Based on the instructions here, these are the steps needed to configure server Alpha. We assume that you have created private and public keys on each server and put those in /etc/wireguard/privatekey. Also, port forwarding on both sides will forward udp packages on the external ports to the servers. We also assume that ip forwarding has been enabled for each server. Notice how we have added the tunnel endpoint address to the interface and allow the remmote tunnel address through. You run the following as root:
ip link add dev wg0 type wireguard ip address add dev wg0 10.8.1.1/24 wg set wg0 listen-port 7777 wg set wg0 private-key /etc/wireguard/privatekey wg set wg0 peer CbX0FSQ7W2LNMnozcMeTUrru6me+Q0tbbIfNlcBzPzs= allowed-ips 192.168.20.0/24,10.8.1.2/32 endpoint networkB.company.com:8888 ip link set up wg0
Now you have your basic settings. But there is no routing yet. But the cool thing is that the utility wg-quick will help you with that. First, you save the config you have made:
touch /etc/wireguard/wg0.conf wg-quick save wg0
This will save the config in the above file. You can edit it, if you like but it should be fine. You can now bring the interface down and up with wg-quick:
wg-quick down wg0 wg-quick up wg0
That was easy. wg-quick will have created the interface, assigned the correct address, configured the interface and modified the server routing tables.

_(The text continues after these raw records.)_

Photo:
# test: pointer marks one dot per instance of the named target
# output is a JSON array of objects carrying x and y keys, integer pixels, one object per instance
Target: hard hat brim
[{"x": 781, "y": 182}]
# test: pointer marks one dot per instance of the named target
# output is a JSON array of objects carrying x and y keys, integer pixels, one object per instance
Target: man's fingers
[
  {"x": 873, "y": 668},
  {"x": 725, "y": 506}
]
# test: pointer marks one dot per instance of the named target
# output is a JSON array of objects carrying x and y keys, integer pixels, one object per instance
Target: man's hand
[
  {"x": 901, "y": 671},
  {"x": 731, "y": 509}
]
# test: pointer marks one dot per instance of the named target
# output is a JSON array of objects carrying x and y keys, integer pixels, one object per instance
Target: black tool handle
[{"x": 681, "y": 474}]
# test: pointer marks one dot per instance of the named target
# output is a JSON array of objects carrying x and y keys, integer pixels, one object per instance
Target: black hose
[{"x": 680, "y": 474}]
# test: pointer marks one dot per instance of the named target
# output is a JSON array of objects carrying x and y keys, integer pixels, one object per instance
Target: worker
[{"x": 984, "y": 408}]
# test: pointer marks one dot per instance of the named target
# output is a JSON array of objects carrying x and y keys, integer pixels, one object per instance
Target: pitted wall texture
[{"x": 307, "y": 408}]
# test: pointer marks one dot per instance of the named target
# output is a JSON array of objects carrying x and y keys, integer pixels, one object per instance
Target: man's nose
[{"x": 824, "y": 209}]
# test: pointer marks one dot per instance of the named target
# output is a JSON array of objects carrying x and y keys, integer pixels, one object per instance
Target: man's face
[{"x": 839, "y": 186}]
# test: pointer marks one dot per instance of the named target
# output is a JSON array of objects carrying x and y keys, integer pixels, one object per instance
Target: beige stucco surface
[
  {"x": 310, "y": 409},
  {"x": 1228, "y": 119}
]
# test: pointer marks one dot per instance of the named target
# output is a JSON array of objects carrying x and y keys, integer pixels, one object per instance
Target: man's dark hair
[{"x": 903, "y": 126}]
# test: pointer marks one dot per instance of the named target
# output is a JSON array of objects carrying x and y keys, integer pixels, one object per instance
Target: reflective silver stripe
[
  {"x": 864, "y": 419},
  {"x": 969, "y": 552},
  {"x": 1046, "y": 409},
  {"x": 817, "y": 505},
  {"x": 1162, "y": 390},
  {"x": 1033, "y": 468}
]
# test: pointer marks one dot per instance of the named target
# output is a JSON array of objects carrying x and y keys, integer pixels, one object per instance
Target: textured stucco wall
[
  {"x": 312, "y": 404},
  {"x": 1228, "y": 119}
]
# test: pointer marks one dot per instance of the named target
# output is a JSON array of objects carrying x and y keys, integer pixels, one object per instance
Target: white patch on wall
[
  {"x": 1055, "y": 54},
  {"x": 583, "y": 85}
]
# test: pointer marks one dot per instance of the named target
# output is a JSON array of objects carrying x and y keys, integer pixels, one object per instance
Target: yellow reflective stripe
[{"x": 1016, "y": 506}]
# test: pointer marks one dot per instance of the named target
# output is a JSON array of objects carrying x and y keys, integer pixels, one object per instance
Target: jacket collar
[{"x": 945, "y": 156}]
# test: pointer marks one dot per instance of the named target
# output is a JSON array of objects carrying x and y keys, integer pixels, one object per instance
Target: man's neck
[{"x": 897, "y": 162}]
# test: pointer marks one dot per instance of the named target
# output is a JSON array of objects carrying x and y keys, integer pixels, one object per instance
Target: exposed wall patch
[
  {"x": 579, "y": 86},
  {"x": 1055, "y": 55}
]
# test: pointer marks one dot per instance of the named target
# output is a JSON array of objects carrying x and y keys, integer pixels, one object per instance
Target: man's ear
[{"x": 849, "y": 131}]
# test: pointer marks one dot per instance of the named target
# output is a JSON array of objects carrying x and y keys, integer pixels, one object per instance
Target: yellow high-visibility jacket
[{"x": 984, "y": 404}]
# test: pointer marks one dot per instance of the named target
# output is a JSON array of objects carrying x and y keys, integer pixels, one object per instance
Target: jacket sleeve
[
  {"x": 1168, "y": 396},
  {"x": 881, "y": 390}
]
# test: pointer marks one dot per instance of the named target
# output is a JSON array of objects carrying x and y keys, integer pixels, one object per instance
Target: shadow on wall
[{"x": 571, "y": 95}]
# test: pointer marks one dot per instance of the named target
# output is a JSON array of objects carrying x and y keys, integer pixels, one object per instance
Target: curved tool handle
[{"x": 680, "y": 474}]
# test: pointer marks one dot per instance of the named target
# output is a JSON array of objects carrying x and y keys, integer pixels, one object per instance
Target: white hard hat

The final trick is to make this into a service. That’s remarkably easy, due to a systemd unit being included. This is what you do:
systemctl enable wg-quick@wg0 --now
This enables the unit and runs it, in one swell foop.
The other server
On server Beta, you perform the same dance, except that you assign a different local tunnel address, and remote addresses to the peer section.
if all goes well, you should be able to ping between servers now.
Adding a third server
This is when things become simple. Just allocate a third tunnel interface address to the third server. Add [peer] sections to the wg0.conf files on the existing servers for the third server. Set up the third server with the other two as peers. Start up the interface. It should just work.
Using WireGuard I managed to get the througput up significantly. Over our inter-office connection with 80ms round trip time, and with an internet connection of 1000Mbps on both ends, we now get some 350Mbps through the tunnel, using regular consumer workstations serving as tunnel endpoints. And the tunnels just work.